I did this in a slightly different way and passed in 2.32 seconds.
Note that for a number A \le 10^6 , there can be no more than one prime factor larger than 10^3. If there is a prime factor of any A_i which is larger than 10^3, I divided it by that factor. Now we are sure that all A_i 's consist of prime factors less than 10^3. There are only 168 such primes. For each of these, I calculate sum on path using LCA. Note that you need to calculate LCA only once and after that you need to calculate sum on path for every prime.
Okay, so we are done with all primes less than 10^3.
For primes less than 10^3, we will simply do Mo’s algorithm as in the editorial. But now, the add remove function is just O(1) as you just need to maintain count and not the complete factorization of the number.
So this ran in O(N\sqrt N + 168*N + NlogN) (with a good block size obviously!)
PS: It took me a huge number of submissions to get this AC. I was doing one mistake. Maybe some of you made the same mistake. I precomputed (L/BLOCK) for the query comparator and initialized only N indices of that array. I should have initialized 2*N of them. It took me about 70-80 submissions to figure this out as the verdict was always TLE. Affecting the ordering only affects the runtime, not the correctness of your code.
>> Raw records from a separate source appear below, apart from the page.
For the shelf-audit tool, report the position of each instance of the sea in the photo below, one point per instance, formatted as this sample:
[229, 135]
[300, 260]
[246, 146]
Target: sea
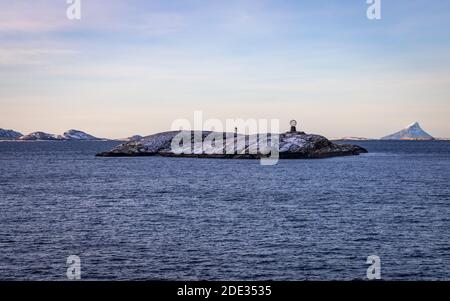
[157, 218]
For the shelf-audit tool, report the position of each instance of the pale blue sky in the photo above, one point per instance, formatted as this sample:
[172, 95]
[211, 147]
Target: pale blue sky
[132, 67]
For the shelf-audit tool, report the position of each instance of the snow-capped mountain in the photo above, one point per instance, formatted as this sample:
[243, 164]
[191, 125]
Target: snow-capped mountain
[78, 135]
[134, 138]
[40, 136]
[412, 132]
[9, 134]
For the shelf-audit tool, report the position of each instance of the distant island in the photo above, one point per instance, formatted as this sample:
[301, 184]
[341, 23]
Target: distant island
[411, 132]
[292, 145]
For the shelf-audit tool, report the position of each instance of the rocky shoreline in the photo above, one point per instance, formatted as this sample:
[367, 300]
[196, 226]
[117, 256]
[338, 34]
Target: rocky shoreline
[291, 145]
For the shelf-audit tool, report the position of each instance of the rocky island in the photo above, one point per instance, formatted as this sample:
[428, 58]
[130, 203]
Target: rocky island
[291, 145]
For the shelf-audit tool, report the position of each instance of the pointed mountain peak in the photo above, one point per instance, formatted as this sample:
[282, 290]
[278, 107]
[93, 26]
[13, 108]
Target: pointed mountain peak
[412, 132]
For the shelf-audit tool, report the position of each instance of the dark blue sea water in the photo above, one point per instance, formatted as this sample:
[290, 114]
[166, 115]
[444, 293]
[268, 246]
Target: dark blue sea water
[186, 219]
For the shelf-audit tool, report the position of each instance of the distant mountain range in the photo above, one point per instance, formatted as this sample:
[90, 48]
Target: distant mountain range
[70, 135]
[411, 132]
[9, 134]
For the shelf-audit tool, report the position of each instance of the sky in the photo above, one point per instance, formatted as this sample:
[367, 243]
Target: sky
[133, 67]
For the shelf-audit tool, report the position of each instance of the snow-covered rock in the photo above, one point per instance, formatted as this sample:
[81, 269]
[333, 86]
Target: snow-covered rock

Great approach. No wonder you are in the fastest 30 submissions. Ig I was quite lucky to get it working under 20 submissions with inline add/del, optimized comparator, const block size, and most importantly limiting the mod operator (I use modular arithmetic template). My solution operates in 6.8sec.
Thanks a lot : )
Yeah actually I had never really implemented Mo before this. Even this is mostly the same as one I saw somewhere. But you see, this error is subtle, the reason being: I always thought that my code is slow (and never thought that sorting could cause Mo to get this slow) , when it was actually not. When I first submitted I was 100% sure of a WA or an AC. TLE on last case was wild. But then I thought I am overestimating performance maybe. And it took me a whole day to get AC and a few hours of the next day to understand that why this array was causing an issue and why writing l/BLOCK passed.
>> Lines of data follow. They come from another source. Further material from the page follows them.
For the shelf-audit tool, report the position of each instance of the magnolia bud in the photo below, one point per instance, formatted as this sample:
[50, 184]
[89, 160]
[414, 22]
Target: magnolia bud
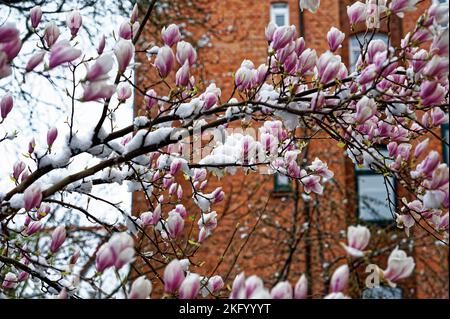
[173, 276]
[171, 35]
[141, 288]
[190, 287]
[124, 51]
[32, 197]
[51, 33]
[62, 52]
[6, 105]
[52, 134]
[35, 16]
[74, 22]
[58, 238]
[164, 61]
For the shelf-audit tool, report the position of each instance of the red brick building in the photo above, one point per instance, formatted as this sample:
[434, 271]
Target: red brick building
[265, 225]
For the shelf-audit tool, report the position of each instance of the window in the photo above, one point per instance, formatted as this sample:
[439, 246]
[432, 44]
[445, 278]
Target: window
[445, 137]
[355, 49]
[279, 14]
[282, 183]
[372, 195]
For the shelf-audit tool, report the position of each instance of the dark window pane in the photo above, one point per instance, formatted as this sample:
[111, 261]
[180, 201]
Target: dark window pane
[372, 202]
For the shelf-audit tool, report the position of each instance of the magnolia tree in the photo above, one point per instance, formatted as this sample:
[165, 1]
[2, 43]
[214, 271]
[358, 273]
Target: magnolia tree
[397, 96]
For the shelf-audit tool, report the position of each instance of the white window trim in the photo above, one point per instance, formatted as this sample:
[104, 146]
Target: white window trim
[274, 11]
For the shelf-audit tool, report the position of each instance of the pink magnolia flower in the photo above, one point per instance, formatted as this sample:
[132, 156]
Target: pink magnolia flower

There was certainly some issue with the judge for this problem. The exact same code when submitted at different times gave running times as 4.75 and 6.58 during the contest. That’s a huge difference.
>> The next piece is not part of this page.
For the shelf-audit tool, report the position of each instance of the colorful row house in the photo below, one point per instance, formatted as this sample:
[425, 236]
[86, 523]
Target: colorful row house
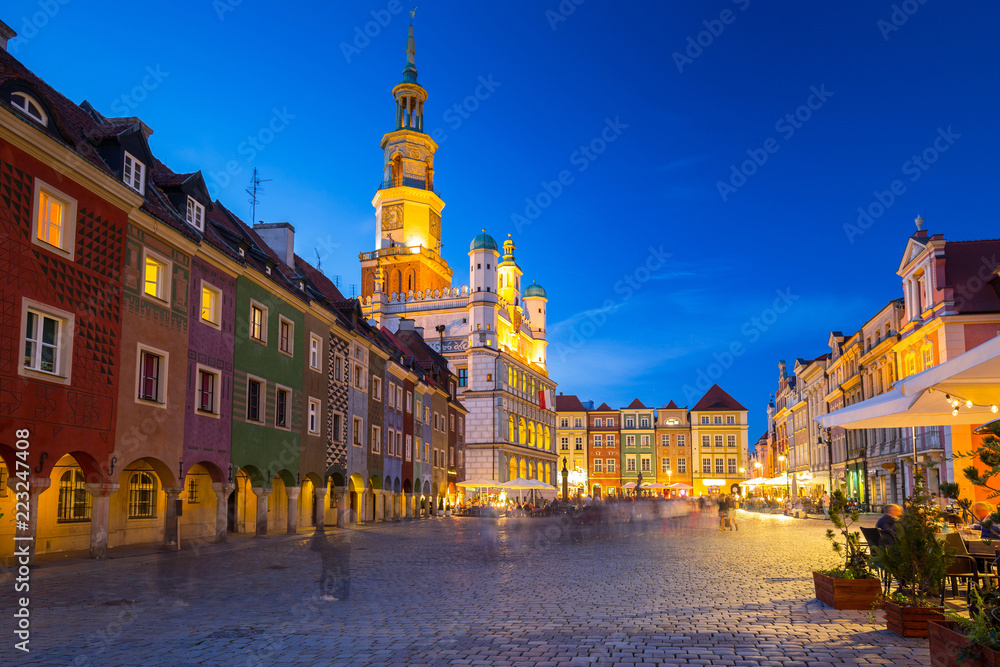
[183, 375]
actually I always go through top 25 submissions just to learn from others code. and your’s runs in 2.32 so I rechecked the submissions and yours was just below it.
Basically the problem page has “Successfull Submissions” section (on right) where solutions are in increasing order of time taken. Each page has like 12 submissions.
Notice that for second subtask, N \le1000. So you can precompute the answer for every (u, v) pair beforehand store them.
For this, we can use DFS once from every vertex, assuming it as u. Now in a single DFS, answer for every corresponding v can be found.
Answering every query thus becomes O(1).
For implementation details you can refer this
I applied all the above things but still got tle on subtask 3. here is my code, can anybody tell me what’s the problem . Please take a look at it. https://www.codechef.com/viewsolution/31502577
Hey, Can anyone please tell me, Why i am getting TLE in even first subtask.
Since, I think the overall complexity will satisfy the constrains of subtask1.